Though they’re highly trained on how to safely handle seals in distress, Dolan and Northey consulted their staff veterinarian before attempting an eel extraction.
“The eel was dead,” Bohlander said. “They have to live in the water so once the seal surfaced, it died. The tricky part is, you want to make sure you remove the entire eel; if you don’t, it could cause more problems.”
Dolan and Northey came up with a game plan: They snuck up behind the young seal, and one of the women restrained her while the other pulled out the eel. After about one minute of seal wrangling, the eel extraction was accomplished.

They released the seal back onto the beach and she’s doing just fine.
Bohlander stresses these biologists take massive precautions. “You want to make sure the seal, and the people, stay safe,” she said. “You don’t want to restrict the seal’s breathing, and the animal is not going to like this. You don’t want to get bitten. We only have really experienced people do this.”

This is actually the fourth time in recent years NOAA teams have found an eel dangling out of a Hawaiian monk seal’s nose. How exactly it happens is a mystery.
“It’s been a new phenomenon lately,” Bohlander said. “We speculate the seal ate the eel, and then sneezed, or regurgitated at the wrong time, and it got stuck.”

There is one thing scientists do know: Eels stuck in seals’ snouts puts the seals’ lives at risk. “It restricts their breathing and their ability to dive,” Bohlander said. “When they dive they close their nostrils so they can feed. So it’s definitely something you want to deal with.”
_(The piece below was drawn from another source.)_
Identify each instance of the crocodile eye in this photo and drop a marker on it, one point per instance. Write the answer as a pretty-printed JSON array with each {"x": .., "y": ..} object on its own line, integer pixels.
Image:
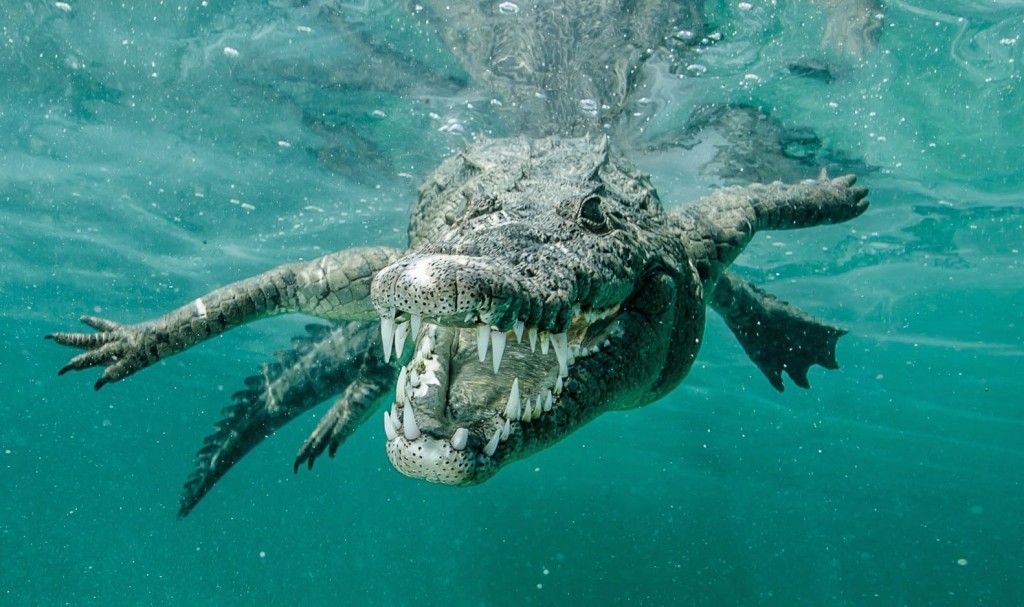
[{"x": 592, "y": 216}]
But although the eel encounters are dangerous, they are not among the reasons why Hawaiian monk seals are on the endangered species list.
This video shows NOAA biologists racing to save Hawaiian monk seals entangled in nets, hurt from fishing hook injuries and stuck in garbage tossed in the ocean.

The scientists also help the species by vaccinating seals from viruses and bringing injured seals to rehabilitation centers.

Bohlander said there’s a lot people can do to help the seals. “Give the seals their space. Don’t run up to take selfies with them,” she said. “Keep the beaches clean. They’re really curious so they’ll interact with anything they see — fishing hooks, garbage and food.”

The Hawaiian Monk Seal Research Program said after years of work, the number of seals is starting to stabilize.

“There’s still a long way to go, but it’s a positive trend. It shows these interventions are working. We are making a direct difference,” Bohlander said. “To do an intervention like this, release the seal back into the wild, and then spot them later, and learn they’re doing well, it’s so rewarding.”

If you see a seal in distress anywhere, don’t try to approach the animal yourself — you could get hurt and so could the seal. Most coastal communities have marine mammal rescue hotlines you can call, or the local police can direct you.